She was the one
She was the one
By Laura McHale Holland
Aggie white-knuckles the steering wheel as she speeds the old Volvo down Mountain Highway. New clicks coming from the engine poke a million tiny cracks in the morning calm. She wants to scream.
She slows as she approaches a familiar intersection, brakes to a stop, rests her head on the steering wheel. Half an hour or more could pass before she sees another car pass by.
It’s been three days since she’s slept. Three days since she’s been home. Three weeks since she’s gone to work. Three weeks since Bill went in for routine heart surgery and failed to wake up in the recovery room.
Home is to the right, just a few miles down the hill. Home, a shower, a change of clothes. Home, food spoiling in the fridge, a beeping red light for phone messages waiting, newspapers yellowing in the driveway, Bill’s fishing pole by the door. Home is to the right.
Aggie looks at the passenger seat, the tartan scarf Bill left behind, the information about the Grand Canyon she’d downloaded and printed out to bring to the hospital. They were going to go as soon as Bill recovered, maybe even ride the mules down to the bottom. She sees the case of CDs Bill burned before he got an iPhone. She unzips it, put a CD into the player and turns the car to the left.
Familiar guitar licks fill the car. It’s the Ventures’ "Walk Don’t Run." The electric chords vibrate to her bones. She becomes a human mandolin, a drum set, a jazz dancer, an airplane soaring to the sky as the car chugs up the hill. She turns the music up as far as it will go, pulls the car over near a trail she and Bill have walked many times. She gets out of the car, dances around it and then gyrates along the trail, redwoods swaying overhead.

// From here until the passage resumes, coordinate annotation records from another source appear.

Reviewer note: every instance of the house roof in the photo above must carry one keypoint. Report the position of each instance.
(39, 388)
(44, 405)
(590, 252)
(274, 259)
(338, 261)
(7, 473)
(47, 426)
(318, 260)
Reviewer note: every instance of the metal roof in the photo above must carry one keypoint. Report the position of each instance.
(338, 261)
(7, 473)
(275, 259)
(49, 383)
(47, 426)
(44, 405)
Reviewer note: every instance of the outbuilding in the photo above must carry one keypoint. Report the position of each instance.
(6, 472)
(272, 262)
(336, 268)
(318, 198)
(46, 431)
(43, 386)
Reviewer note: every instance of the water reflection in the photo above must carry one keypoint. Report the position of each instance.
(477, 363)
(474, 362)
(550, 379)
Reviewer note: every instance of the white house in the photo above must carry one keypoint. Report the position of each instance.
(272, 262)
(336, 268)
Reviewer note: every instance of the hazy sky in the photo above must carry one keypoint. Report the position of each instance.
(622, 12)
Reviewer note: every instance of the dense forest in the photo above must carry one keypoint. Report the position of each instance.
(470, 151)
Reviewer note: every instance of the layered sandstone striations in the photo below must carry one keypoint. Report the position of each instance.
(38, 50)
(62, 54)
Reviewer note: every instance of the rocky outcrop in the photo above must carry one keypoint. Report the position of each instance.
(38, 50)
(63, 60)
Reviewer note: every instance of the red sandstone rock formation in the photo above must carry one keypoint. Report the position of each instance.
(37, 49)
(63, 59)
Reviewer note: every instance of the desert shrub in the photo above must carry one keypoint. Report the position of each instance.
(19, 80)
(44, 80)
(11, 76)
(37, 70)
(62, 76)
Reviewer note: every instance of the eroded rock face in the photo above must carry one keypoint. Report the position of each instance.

The trail leads to a footbridge over a winding creek. A bridge she loves. A creek Bill loves. She sees Bill twirling toward the bridge from the other side. They meet in the center of the bridge, and when their fingertips touch they are both jitterbugging, twisting and hitch hiking in their junior high school gym. They dance on and on until Aggie drops, exhausted and old to the wooden planks of the bridge. Bill keeps on dancing. He is old, too, but dancing as though he’d just begun.
Bill dances backwards into the forest. He looks content, mater of fact. Aggie sits up, wraps her arms around her legs, puts her forehead against her knees and cries for the first time since the doctor insisted she was the one who would have to decide whether to pull the plug.